In [1]:
import pathlib

from Bio import PDB
from loguru import logger
from openmm.app import PDBxFile
from pdbfixer import PDBFixer
from tqdm.auto import tqdm

from loopbuilder.segment import Segment, SegmentModel

In [2]:
PROJECT_ROOT = pathlib.Path().resolve().parent
TEST_PDB_ID_LIST = ["3idp", "6X18", "8RX0"]

In [3]:
# Download PDB files
pdb_list = PDB.PDBList(server="https://files.wwpdb.org")
for id_ in TEST_PDB_ID_LIST:
    pdb_list.retrieve_pdb_file(pdb_code=id_, pdir=PROJECT_ROOT / "data")
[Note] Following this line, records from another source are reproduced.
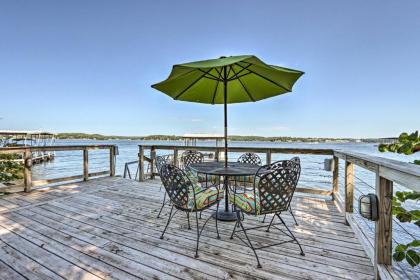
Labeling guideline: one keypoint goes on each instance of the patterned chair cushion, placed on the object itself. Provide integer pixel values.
(244, 179)
(199, 177)
(204, 198)
(246, 202)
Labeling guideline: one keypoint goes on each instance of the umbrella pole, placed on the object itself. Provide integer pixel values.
(225, 109)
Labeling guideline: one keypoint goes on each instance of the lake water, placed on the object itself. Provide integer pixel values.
(313, 175)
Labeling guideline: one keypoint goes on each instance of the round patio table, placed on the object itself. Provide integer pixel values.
(232, 170)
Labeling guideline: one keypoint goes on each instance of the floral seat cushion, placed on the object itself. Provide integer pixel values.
(244, 179)
(246, 202)
(201, 178)
(204, 198)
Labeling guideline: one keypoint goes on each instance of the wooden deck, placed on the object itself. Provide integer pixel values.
(106, 229)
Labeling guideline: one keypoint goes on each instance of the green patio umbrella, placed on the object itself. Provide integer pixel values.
(227, 80)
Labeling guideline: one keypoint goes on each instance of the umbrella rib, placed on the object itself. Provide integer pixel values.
(193, 83)
(212, 77)
(217, 85)
(242, 84)
(267, 79)
(214, 94)
(240, 71)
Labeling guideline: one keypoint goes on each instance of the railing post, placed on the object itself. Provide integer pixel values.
(112, 153)
(268, 157)
(27, 172)
(383, 226)
(349, 188)
(153, 161)
(141, 163)
(335, 182)
(175, 156)
(85, 164)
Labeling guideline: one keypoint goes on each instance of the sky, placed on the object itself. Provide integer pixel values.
(87, 66)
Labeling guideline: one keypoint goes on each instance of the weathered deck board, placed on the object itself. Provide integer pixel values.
(106, 229)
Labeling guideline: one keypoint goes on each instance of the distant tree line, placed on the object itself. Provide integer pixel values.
(176, 137)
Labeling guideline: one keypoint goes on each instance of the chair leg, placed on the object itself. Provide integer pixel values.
(169, 220)
(247, 238)
(271, 222)
(188, 218)
(291, 233)
(217, 217)
(198, 235)
(163, 205)
(291, 212)
(263, 221)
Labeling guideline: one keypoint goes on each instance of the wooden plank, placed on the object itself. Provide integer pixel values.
(383, 227)
(39, 183)
(366, 243)
(27, 172)
(152, 162)
(119, 244)
(112, 155)
(85, 165)
(116, 217)
(335, 180)
(136, 234)
(61, 267)
(176, 157)
(94, 259)
(6, 272)
(141, 164)
(349, 187)
(268, 157)
(24, 265)
(312, 191)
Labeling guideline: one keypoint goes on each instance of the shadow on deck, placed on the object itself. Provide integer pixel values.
(106, 229)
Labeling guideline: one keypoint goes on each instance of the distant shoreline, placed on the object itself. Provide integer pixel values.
(84, 136)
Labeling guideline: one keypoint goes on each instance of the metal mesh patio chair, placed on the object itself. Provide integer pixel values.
(250, 158)
(190, 157)
(274, 186)
(297, 165)
(186, 196)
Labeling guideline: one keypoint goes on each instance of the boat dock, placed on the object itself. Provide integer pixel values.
(101, 226)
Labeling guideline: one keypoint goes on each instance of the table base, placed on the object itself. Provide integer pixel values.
(222, 215)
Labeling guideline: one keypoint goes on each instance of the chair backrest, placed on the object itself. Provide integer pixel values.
(162, 160)
(189, 157)
(276, 185)
(177, 185)
(250, 158)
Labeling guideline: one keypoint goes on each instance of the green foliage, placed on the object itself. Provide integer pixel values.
(407, 144)
(10, 170)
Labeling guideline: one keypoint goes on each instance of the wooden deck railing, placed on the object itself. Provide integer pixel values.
(27, 153)
(387, 172)
(269, 152)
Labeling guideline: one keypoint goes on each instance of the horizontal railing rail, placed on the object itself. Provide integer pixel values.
(28, 152)
(269, 152)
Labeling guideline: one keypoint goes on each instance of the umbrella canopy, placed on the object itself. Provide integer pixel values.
(227, 80)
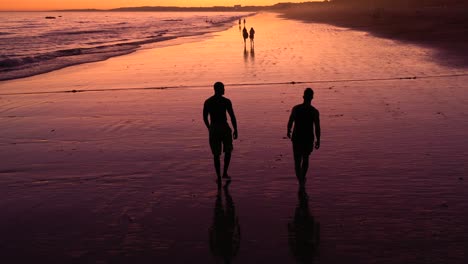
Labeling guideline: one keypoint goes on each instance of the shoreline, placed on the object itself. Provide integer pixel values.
(441, 28)
(123, 49)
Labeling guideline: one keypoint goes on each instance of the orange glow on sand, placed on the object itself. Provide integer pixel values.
(34, 5)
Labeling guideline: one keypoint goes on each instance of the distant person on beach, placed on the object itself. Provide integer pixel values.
(251, 36)
(306, 121)
(220, 134)
(245, 34)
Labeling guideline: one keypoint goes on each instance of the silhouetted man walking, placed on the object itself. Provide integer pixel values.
(220, 133)
(306, 121)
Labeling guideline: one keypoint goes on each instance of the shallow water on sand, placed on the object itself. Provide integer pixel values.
(127, 176)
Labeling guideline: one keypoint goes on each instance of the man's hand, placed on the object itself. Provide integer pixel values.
(317, 145)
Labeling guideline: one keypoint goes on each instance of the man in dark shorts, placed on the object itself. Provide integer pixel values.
(220, 133)
(306, 121)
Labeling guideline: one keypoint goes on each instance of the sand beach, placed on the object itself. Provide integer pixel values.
(120, 170)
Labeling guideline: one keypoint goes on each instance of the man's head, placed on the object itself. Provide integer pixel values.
(219, 88)
(308, 94)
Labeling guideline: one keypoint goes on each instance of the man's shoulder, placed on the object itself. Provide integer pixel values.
(210, 99)
(315, 109)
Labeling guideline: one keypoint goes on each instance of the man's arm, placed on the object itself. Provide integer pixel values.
(233, 119)
(205, 116)
(317, 130)
(292, 117)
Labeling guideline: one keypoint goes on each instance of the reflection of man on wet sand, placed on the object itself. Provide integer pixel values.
(225, 230)
(306, 121)
(220, 133)
(304, 231)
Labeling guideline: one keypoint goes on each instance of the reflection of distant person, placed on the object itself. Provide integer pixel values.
(251, 35)
(306, 121)
(304, 231)
(220, 133)
(225, 231)
(245, 34)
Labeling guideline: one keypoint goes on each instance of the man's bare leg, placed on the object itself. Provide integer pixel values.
(305, 166)
(227, 161)
(217, 165)
(297, 165)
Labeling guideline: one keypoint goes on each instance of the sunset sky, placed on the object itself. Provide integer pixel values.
(106, 4)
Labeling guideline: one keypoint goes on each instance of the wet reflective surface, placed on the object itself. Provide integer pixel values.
(127, 176)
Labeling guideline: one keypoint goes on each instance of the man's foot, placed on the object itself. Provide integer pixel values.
(228, 182)
(302, 181)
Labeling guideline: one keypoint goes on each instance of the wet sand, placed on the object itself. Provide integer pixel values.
(443, 27)
(126, 176)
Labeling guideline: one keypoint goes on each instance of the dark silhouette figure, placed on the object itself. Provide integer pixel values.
(245, 35)
(306, 121)
(252, 53)
(220, 134)
(225, 232)
(251, 36)
(246, 54)
(304, 231)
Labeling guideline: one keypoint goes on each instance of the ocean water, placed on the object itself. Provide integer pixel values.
(30, 44)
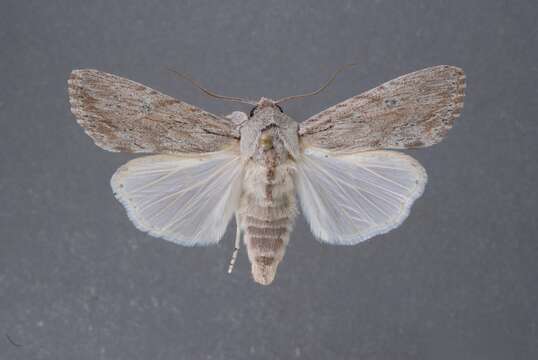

Structure exists: 'C:\Users\janoj\GitHub\LoopBuilder\data\3idp.cif' 
Structure exists: 'C:\Users\janoj\GitHub\LoopBuilder\data\6x18.cif' 
Structure exists: 'C:\Users\janoj\GitHub\LoopBuilder\data\8rx0.cif' 




## PDBFixer

Run the loop building process multiple times (with different random seeds; non-controllable) to generate an ensemble of structures.

In [1]:
import pathlib

from loopbuilder.build import PDBFixerBuilder
from loopbuilder.score import MolProbityScorer

PROJECT_ROOT = pathlib.Path().resolve().parent

In [None]:
builder = PDBFixerBuilder(
    structure_file=PROJECT_ROOT / "data/3idp.cif",
    output_directory=PROJECT_ROOT / "sandbox/PDBFixer",
    scorers=[MolProbityScorer(docker_image="francecosta/molprobity:v0.0.1")],
    filters=[lambda x: x.scores.get("ramachandran_outliers", 0.3) <= 0.15],
    # NOTE: That's a pretty low bar but let's just use this to generate a few results
    #    A stricter filter would be: filters=[lambda x: x.scores.get("molprobity_score", 1) <= 1],
    working_directory=PROJECT_ROOT / "sandbox/PDBFixer/tmp",
)
builder.build(n=3)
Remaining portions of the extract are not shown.